Today’s kids spend far less time playing outdoors than their parents did. A professor at the University of British Columbia has spent some extensive years researching the concept of ‘Risky Play’. According to her, Risky Play is a “thrilling and exciting play where children engage in risk without any certainty.” Did you know about this at all? It has been proven to have innumerable benefits.
WHAT IS RISKY PLAY?
Think of this, you witness your kids playing in the garden or playground laughing, squeaking - basically, just having fun. But while they’re playing, you also tend to give directives like ‘Slow down, you will get hurt’, or ‘Be careful’, ‘Don’t do that’. You as a parent want to stop the risky behavior. But is that always the best reaction?
Risky Play involves kids experimenting and playing to figure out what will happen, without knowing about the exact outcome.
WHAT ARE SOME EXAMPLES OF RISKY PLAY?
Risky play can be subjective. Here are some categories of Risky Play, as suggested by experts & researchers:
- Play at Great Heights – Hanging from monkey bars, climbing and balancing.

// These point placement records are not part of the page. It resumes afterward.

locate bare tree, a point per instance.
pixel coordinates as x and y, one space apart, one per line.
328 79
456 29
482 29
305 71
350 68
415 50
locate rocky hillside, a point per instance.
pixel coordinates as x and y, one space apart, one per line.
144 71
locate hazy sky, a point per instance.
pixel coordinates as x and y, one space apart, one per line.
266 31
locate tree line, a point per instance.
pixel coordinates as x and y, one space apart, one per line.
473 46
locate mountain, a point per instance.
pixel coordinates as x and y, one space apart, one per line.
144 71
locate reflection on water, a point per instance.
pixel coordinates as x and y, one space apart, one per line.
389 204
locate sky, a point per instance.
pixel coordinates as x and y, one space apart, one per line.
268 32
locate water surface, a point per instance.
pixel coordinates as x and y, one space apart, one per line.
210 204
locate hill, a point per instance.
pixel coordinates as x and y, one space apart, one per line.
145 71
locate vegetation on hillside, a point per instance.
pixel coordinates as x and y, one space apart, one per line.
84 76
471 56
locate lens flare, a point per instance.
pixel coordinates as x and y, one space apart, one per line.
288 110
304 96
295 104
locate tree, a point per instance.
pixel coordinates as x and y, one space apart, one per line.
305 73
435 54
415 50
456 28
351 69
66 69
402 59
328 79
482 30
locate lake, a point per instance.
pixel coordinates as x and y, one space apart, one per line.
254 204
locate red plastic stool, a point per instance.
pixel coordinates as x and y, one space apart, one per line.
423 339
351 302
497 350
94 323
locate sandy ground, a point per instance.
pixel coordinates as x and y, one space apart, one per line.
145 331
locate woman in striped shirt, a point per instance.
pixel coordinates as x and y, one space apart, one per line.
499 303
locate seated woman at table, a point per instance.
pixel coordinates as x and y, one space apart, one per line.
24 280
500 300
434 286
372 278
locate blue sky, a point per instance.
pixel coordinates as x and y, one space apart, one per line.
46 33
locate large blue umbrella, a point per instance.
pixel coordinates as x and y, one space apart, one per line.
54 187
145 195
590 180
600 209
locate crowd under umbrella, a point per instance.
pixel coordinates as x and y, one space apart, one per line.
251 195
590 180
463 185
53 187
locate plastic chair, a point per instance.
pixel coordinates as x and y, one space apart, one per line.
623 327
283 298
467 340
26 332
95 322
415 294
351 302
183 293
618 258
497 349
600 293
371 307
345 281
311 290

- Play Rough and Tumble – Wrestling or pretend/play fighting.
- Lost/Disappear – Hide-and-seek in the garden.
- Overcoming Obstacles – Creating a set-up for your child so they can run, jump and freely move while overcoming obstacles in the way.
Disclaimer: All of the above-mentioned activities of risky play should be developmentally appropriate and supervised.
HOW CAN YOU INVOLVE YOUR KIDS IN RISKY PLAY?
Experts suggest that parents should involve their kids in Risky Play, by keeping the following in mind:
- Setting a dedicated time aside for regular outdoor play
- Keeping the environment of play ‘as safe as necessary’ and NOT ‘as safe as possible’
- Provide guidance, every time you are traveling/commuting with your kid anywhere so they are aware of the potential dangers on their way
- Encouraging your child to indulge in a new activity that he/she has never tried before
- Overcoming parental fears and inhibitions of letting the child play in a risky environment
- Using a directive like, “do you feel safe?”, “how high do you want to go?”, instead of “that’s not safe” or “that’s very high”.
- Assess how your child is reacting to the situation when you’re not getting in the way. This gives them the opportunity for them to figure it out by themselves
BENEFITS OF RISKY PLAY
The benefits of risky play do not imply that your child will run better than another child, but it involves REAL developmental benefits as below:
- Improvement of self-confidence, social development, and physical activity
- The ability of kids to learn more about themselves and their limits
- Learning about the concept of risk/safety language and helping others stay safe in risky circumstances
- Understanding the meaning of safety
- Learning resilience
- An increase in creativity
- Learning to handle stressful situations and anxiety
Incorporating “Risky Play” naturally creates more anxiety in the parent/caregiver than the child, but it is a crucial element of early development. Granting the freedom of taking developmentally-appropriate risks to your child can in reality help them stay safe, as they learn how to safely navigate their environment.